The World Council of Credit Unions reported that since the rebirth of the Polish movement in the early 1990s, he has been actively involved in the development and strengthening of the country's credit union system. Kaczynski's relationship with credit unions first began in 1989 when he worked for Lech Walesa, the former leader of Solidarity. WOCCU reported that Kaczynski charged one of his staff members, Gzergorz Bierecki-who is now the CEO of the national association for credits union in Poland and a World Council board member-to find United States banks that would open in Poland.

At the time Poland needed assistance with the improvement of the financial services sector. Banks in the United States were not interested, but suggested Bierecki meet with credit unions, WOCCU said.

In 1991 World Council met with members of Solidarity, including Lech Walesa and Kaczynski, the Ministry of Finance and the Catholic Church to talk about the differences that credit unions could make in the lives of Poles and assist in the development of their country. World Council conducted credit union development programs in Poland from 1992-1999.

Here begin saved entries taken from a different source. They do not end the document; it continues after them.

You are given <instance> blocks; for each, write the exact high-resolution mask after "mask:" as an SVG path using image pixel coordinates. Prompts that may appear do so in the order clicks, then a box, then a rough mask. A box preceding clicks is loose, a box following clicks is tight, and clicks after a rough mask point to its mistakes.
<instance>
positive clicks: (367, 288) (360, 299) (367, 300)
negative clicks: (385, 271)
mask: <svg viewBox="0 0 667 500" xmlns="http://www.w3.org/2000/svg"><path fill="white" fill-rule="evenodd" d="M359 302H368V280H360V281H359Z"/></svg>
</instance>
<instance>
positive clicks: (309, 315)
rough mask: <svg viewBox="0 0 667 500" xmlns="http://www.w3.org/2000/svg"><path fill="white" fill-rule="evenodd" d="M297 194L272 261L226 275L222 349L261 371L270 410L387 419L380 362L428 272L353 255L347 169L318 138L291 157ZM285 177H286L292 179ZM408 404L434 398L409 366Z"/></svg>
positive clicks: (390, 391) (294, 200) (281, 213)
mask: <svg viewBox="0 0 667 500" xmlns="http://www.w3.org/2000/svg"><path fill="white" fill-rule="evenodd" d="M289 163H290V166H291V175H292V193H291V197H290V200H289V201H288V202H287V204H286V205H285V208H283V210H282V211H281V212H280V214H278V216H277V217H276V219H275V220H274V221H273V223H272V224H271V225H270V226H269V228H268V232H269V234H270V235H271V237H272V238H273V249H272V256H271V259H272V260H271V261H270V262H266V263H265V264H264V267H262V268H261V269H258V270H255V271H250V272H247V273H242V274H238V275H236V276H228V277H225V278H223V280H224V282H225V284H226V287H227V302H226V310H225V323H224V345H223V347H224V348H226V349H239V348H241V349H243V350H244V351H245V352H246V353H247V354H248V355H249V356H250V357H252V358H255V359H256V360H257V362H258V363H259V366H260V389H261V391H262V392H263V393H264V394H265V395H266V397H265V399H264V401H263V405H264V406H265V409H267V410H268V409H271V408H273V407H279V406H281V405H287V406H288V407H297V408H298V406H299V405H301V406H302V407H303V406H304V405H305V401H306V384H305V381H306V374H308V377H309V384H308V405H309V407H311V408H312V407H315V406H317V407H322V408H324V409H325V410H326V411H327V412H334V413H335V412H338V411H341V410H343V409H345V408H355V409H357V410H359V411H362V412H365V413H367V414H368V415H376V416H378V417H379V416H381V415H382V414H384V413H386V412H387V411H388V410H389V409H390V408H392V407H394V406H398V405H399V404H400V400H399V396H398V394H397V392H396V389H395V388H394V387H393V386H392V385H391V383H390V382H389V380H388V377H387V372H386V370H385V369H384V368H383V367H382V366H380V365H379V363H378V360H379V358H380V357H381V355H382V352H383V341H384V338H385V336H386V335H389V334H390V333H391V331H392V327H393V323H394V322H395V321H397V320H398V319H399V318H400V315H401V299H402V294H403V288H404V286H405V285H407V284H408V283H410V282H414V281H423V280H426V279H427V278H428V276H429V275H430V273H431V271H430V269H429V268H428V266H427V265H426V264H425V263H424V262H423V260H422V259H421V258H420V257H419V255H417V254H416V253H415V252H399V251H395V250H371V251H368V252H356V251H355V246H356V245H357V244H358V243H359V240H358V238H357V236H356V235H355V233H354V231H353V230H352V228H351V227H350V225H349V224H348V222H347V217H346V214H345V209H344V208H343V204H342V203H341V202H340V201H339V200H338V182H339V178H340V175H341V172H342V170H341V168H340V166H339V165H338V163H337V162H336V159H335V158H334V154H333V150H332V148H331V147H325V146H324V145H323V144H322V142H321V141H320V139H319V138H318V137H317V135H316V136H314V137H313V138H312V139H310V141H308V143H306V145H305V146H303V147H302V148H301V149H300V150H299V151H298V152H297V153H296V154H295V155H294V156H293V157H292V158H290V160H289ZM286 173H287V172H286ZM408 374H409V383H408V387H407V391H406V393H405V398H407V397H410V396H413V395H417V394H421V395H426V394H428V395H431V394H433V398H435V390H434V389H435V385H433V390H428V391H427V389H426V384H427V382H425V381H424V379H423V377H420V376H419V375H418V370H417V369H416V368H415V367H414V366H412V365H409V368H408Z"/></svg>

Between 1990 and 1991, Lech Kaczynski was the president of the Supervisory Board of the Foundation for Polish Cooperative Savings and Credit Unions, created by WOCCU upon request from Solidarity.

Kaczynski has participated in many national conferences organized by the Polish cooperative savings and credit unions. In 1995, in recognition of his long-term support of the cooperative savings and credit union movement, Kaczynski received the Feniks Award, the most prestigious award of the Polish Cooperative Savings and Credit Union Movement, awarded annually for exceptional service.

Today, Polish credit unions have accumulated more than (U.S.) $1 billion in consumer savings. There are 77 credit unions in Poland with more than 1,500 branches serving more than 1.2 million members. Savings of credit union members are insured up to 22,500 Euros, which is better protection than that offered by banks.